The National Federation of Independent Business (NFIB) Small Business Survey for April found that 57% of their respondents were hiring or trying to hire, but 50% were unable to find qualified applicants. A lack of qualified workers was cited as their Single Most Important Business Problem by 22% of NFIB respondents, with especially large numbers of unfilled jobs in construction and manufacturing. The NFIB findings corresponded to the Job Openings and Labor Turnover report, which found 6.55 million job openings in March and 5.425 million hires, leaving a gap of 1.125 million unfilled jobs. The largest increases in job openings were for professional and business services (+112,000), construction (+68,000), and transportation/warehousing/utilities (+37,000), while there were drops in job openings for manufacturing (-23,000) and finance (-10,000).
April’s wholesale prices were up less than expected at +0.1% for services and unchanged for goods, with overall prices up +0.1%, and core prices, which exclude food and energy, up +0.2%. The yearly rate of wholesale inflation slowed from +3.0% to +2.6% for overall prices and from +2.7% to +2.3% for core prices. Service price increases were led by final demand trade services (+0.2%), which was largely based on a +0.9% increase in the price index for machinery, equipment, parts and supplies wholesale trade, and also included a +0.6% hike in transportation and warehousing services.
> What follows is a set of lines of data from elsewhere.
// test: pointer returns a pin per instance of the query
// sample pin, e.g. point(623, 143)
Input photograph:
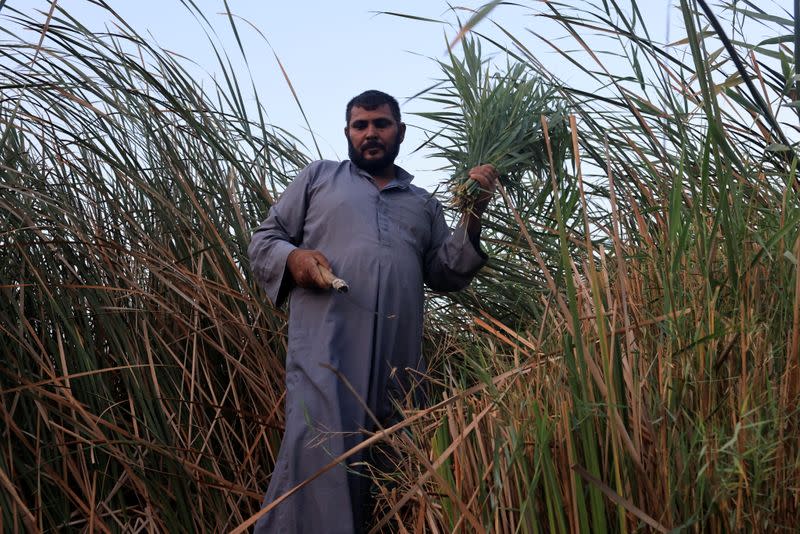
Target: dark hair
point(370, 100)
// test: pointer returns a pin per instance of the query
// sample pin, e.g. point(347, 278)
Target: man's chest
point(355, 210)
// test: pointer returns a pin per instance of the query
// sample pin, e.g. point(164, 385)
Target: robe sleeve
point(279, 235)
point(452, 259)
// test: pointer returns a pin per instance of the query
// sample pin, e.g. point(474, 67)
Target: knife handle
point(336, 283)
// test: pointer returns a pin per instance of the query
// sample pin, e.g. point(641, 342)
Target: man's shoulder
point(323, 165)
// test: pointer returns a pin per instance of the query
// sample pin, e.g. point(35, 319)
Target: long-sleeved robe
point(385, 244)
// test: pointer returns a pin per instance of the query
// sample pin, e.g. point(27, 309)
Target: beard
point(373, 166)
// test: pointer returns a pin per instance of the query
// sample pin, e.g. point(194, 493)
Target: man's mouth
point(372, 149)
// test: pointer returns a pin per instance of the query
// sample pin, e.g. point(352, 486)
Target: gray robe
point(385, 244)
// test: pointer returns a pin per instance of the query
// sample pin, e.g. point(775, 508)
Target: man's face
point(373, 138)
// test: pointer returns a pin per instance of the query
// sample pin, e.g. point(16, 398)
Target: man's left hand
point(486, 176)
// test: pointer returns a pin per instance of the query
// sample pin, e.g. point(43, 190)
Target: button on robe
point(385, 244)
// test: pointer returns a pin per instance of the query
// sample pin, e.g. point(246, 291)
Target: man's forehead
point(363, 113)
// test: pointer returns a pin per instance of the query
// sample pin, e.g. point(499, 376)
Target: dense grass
point(628, 361)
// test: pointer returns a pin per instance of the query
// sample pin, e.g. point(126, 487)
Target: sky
point(333, 50)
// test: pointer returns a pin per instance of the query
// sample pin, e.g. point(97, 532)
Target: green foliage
point(493, 117)
point(628, 361)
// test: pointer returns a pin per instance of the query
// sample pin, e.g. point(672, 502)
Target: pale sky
point(333, 50)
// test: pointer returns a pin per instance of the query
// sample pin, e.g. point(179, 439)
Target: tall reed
point(140, 375)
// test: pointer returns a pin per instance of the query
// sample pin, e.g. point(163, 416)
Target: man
point(363, 220)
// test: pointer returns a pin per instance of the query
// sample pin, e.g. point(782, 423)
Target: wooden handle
point(336, 283)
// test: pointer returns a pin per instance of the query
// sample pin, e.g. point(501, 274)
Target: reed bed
point(628, 361)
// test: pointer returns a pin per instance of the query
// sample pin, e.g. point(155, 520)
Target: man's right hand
point(304, 267)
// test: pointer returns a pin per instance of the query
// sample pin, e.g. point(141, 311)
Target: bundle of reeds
point(494, 116)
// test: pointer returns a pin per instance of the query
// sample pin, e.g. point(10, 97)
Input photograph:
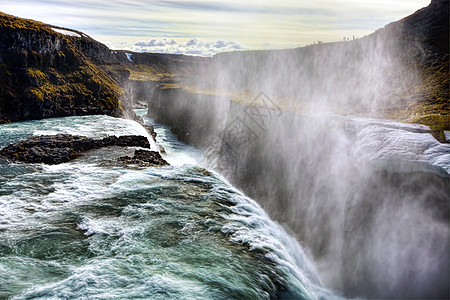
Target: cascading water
point(92, 230)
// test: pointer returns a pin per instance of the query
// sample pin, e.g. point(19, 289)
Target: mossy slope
point(44, 73)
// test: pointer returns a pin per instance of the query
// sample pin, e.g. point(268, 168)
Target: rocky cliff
point(46, 71)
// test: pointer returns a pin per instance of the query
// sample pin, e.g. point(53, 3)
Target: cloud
point(191, 47)
point(156, 43)
point(282, 23)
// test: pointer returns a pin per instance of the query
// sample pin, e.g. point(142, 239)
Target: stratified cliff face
point(44, 73)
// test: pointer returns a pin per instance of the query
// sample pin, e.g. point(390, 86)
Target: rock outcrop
point(60, 148)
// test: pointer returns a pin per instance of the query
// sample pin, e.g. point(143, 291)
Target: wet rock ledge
point(60, 148)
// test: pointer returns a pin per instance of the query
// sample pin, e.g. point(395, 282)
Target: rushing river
point(92, 229)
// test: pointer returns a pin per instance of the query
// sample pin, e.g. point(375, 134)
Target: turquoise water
point(92, 229)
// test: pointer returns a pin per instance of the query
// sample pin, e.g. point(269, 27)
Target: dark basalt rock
point(56, 149)
point(145, 158)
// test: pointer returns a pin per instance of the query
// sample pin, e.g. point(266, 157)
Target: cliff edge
point(47, 71)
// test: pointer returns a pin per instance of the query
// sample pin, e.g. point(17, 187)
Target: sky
point(201, 27)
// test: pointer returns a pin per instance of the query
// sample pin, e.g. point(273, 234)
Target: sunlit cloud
point(251, 24)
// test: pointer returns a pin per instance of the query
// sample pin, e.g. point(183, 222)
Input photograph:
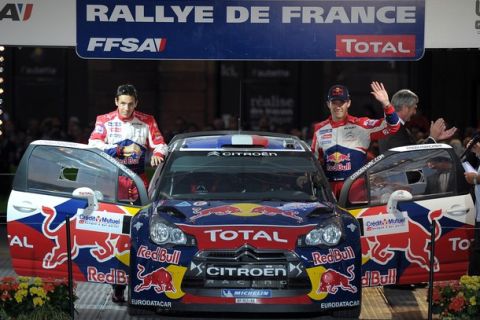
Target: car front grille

For goods a -1.1% drop in food prices, with notable prices drops for eggs (-22.9%) and fresh vegetables (-17.8%), was offset by a +0.1% rise in energy prices and a +0.3% rise in the core prices.
Consumer prices were also up less than expected in April, with a +0.2% overall increase and a +0.1% increase in core prices. On a yearly basis overall prices rose +2.5% vs +2.4% for March, as yearly costs increased +1.4% for food, +7.9% for energy, and 2.1% for core prices. In energy prices, gasoline was up +0.3% after a -4.9% decline in March, while electricity dropped -0.6% and natural gas dropped -0.4%. In the food category, meat prices were up +0.5%, with a -0.7% drop in pork prices helping to offset a +1.3% gain in beef and veal prices and a +7.1% increase in egg prices. Increases in core prices included shelter (+0.3%), personal care (+0.7%), and household furnishings (+0.5%), and decreases included used cars and trucks (-1.6%, largest decrease since March 2009), new vehicles (-0.5%), airline fares (-2.7%), and the first monthly decline in motor vehicle insurance (-0.2%) in the past 12 months.